Работы некоторых из них представляют собою центоны, т. е. составлены из множества цитат, выдержек, мнений о постмодернизме, повторяющихся и переходящих из текста в текст, обозначая тем самым процесс накопления и усвоения материала.

Следует отметить явные попытки определить специфику русского постмодернизма, его своеобразие и отличие от постмодернизма зарубежного, тем более, что литература конца века (конца стиля) демонстрирует яркие образцы постмодернистского творчества целой плеяды новых русских авторов. Назовем некоторых из них — это А. Курчаткин, 3. Гареев, Вик. Ерофеев, Е. Попов, А. Королев, А. Битов, А. Цветков, В. Сорокин, Д. Галковский, В. Залотуха, Т. Толстая, В. Пелевин и многие другие.

Постмодернизм для русской литературы термин «поисковый», в чем-то условный, но вместе с тем принципиально значимый.

Во-первых, в нем отчетливо звучит память о модернизме Серебряного века, почтительное признание важности его уроков и открытий при решительном отталкивании, разрушении и демифологизации модернистских философских и эстетических утопий. Имена и даже образы Н. Бердяева, Н. Федорова, В. Брюсова, В. Соловьева, осколки, обрывки модернистских учений и текстов подвергаются постмодернистскому пародированию в произведениях А. Жолковского, Вик. Ерофеева, В. Пелевина и других.

Тем не менее постмодернизм протягивает руки русскому модернизму, как бы замыкая круг развития русской культуры в XX веке. Писатели видят в модернистах своих предшественников, пытаются восстановить прерванную и разрушенную революцией и Советской властью культурную органику русской литературы.

Во-вторых, русский постмодернизм своей открытостью мировой культуре продемонстрировал тоску по ней и реальность выхода из изоляции, а также переживание своего отставания от мировой эстетической практики.

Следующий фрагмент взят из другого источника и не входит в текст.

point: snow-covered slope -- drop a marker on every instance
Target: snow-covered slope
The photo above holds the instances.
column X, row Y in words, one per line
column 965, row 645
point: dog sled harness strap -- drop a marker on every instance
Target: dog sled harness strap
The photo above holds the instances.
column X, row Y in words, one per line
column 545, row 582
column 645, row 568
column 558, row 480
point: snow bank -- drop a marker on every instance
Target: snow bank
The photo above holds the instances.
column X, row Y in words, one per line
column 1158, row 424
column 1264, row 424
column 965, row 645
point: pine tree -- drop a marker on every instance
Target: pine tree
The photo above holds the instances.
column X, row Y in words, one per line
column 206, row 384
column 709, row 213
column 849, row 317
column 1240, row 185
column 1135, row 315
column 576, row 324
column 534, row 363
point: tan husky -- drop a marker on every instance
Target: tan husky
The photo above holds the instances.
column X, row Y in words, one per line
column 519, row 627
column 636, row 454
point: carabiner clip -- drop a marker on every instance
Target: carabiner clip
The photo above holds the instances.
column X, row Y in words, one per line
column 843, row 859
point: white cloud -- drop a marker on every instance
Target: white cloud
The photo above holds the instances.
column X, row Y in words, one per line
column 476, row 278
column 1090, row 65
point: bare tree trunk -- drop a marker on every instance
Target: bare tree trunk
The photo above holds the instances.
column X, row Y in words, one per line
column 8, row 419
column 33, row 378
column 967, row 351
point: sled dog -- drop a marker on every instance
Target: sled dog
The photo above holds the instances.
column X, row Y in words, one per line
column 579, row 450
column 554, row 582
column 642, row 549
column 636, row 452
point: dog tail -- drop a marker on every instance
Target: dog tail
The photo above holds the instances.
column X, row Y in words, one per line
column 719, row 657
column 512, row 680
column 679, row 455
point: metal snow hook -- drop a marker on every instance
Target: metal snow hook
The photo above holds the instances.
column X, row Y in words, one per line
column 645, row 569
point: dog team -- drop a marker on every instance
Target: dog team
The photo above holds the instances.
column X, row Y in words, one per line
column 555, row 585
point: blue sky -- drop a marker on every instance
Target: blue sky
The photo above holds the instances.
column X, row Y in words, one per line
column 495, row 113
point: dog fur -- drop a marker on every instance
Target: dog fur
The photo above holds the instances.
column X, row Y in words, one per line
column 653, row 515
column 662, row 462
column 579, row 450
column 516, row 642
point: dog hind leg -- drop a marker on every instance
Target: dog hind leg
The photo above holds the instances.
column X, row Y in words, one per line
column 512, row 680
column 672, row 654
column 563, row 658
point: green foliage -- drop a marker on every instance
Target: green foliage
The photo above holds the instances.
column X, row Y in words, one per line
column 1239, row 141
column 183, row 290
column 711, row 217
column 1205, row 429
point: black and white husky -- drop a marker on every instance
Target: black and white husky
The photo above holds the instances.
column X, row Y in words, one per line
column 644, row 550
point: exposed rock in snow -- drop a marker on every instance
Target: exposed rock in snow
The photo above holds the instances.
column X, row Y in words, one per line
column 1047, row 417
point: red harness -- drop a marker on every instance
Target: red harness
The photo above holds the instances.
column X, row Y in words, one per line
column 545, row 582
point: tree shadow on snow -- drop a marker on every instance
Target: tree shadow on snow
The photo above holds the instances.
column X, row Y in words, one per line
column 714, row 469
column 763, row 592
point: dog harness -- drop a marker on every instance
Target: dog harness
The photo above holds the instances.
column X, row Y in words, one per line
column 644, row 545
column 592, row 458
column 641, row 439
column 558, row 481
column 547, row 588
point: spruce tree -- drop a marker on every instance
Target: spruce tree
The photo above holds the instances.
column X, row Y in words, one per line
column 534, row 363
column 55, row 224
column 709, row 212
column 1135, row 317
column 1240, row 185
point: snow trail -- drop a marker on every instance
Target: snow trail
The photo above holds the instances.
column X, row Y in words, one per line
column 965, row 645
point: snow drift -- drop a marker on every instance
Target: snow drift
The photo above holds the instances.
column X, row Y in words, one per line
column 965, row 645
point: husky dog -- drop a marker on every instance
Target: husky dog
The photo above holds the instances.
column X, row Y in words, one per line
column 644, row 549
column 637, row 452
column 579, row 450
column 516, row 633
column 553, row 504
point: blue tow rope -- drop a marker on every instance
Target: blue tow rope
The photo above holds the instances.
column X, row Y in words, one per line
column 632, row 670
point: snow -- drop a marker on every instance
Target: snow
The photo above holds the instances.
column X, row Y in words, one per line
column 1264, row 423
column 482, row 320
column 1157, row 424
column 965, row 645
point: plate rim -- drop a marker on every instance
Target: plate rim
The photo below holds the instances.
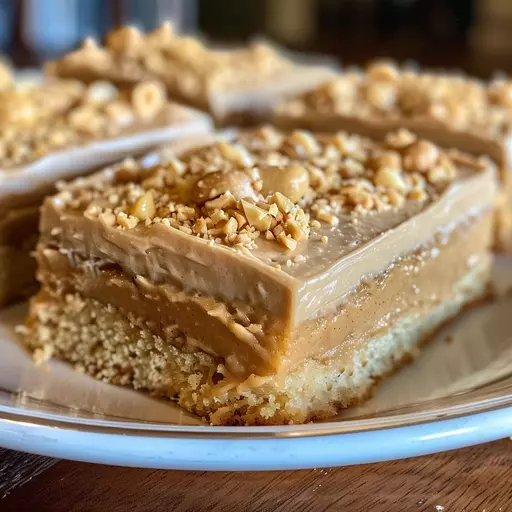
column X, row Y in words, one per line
column 371, row 423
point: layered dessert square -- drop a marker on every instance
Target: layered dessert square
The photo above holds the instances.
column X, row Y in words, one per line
column 451, row 110
column 62, row 129
column 238, row 86
column 271, row 279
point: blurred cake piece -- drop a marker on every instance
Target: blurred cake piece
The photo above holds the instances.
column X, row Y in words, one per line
column 62, row 129
column 451, row 110
column 271, row 279
column 238, row 86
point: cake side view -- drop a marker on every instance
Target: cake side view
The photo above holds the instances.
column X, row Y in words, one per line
column 271, row 279
column 62, row 129
column 451, row 110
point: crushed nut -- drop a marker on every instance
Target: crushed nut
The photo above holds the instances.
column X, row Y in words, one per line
column 144, row 207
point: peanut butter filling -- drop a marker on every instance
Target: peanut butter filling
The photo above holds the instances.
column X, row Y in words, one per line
column 411, row 286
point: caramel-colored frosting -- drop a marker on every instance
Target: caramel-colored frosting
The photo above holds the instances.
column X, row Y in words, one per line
column 285, row 259
column 386, row 92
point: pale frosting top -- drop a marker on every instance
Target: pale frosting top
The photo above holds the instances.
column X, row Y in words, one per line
column 385, row 91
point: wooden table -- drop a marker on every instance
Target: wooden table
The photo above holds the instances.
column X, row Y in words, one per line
column 472, row 479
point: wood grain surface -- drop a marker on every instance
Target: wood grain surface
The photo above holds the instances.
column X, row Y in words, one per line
column 472, row 479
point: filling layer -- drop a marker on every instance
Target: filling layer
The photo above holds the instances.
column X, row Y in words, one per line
column 249, row 343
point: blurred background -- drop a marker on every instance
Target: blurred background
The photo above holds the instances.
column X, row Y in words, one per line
column 472, row 35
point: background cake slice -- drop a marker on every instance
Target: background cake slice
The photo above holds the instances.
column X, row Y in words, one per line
column 451, row 110
column 236, row 86
column 62, row 129
column 272, row 279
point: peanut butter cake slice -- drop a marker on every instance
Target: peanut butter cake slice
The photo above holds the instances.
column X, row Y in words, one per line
column 271, row 279
column 452, row 111
column 62, row 129
column 238, row 86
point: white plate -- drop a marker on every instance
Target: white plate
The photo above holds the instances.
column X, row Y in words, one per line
column 457, row 393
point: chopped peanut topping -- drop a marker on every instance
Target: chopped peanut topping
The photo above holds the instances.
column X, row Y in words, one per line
column 232, row 193
column 40, row 119
column 386, row 91
column 181, row 63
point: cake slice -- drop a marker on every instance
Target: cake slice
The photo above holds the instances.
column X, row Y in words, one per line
column 60, row 130
column 271, row 279
column 239, row 86
column 450, row 110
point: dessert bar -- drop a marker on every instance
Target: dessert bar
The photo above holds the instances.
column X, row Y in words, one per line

Вместе с тем появление и укоренение русского постмодернизма имеет свои объективные причины. Он органически вырастает из русской социальной действительности и не только эпохи перестройки, крушения Советской власти и государственной идеологии. М. Эпштейн в статье «Истоки и смысл русского постмодернизма», остроумно пародируя название Бердяевской работы, сопоставляет коммунизм и постмодернизм, обыгрывает расхожий идеологический штамп в утверждении: «Россия — родина постмодернизма»8.

Ряд основополагающих черт, с точки зрения автора, подтверждает близость коммунизма и постмодернизма. Рассмотрим некоторые из них. Создание ирреальности, симуляция как замена реальности лозунгами, планами, плакатами, докладами, т. е. превращение жизни в текст, а в зрелом постмодернизме происходит замена всякой идеологии видеотехникой, знаками компьютерных игр и т. д. (например, роман В. Пелевина «Оепега-Цоп Р»). Детерминизм и редукционизм как зависимость от идеологического языка, власть текста над личностью и жизнью, при этом в коммунизме подход классовый, в постмодернизме — знаковый, семантический. Антимодернизм и идеологический и эстетический эклектизм, т. е. отказ от камерности, «служение» идеологии, составленной из кусочков гегельянства — марксизма — ленинизма — сталинизма — хрущевско-брежневских докладов и «произведений». Характерны для коммунизма и постмодернизма игра цитатами, симуляция авторства и оригинальности, стирание граней между массовым и элитарным и т. д.

При всей постмодернистской иронии в статье М. Эпштейна есть здравый смысл в утверждении адекватности постмодернизма современной эпохе.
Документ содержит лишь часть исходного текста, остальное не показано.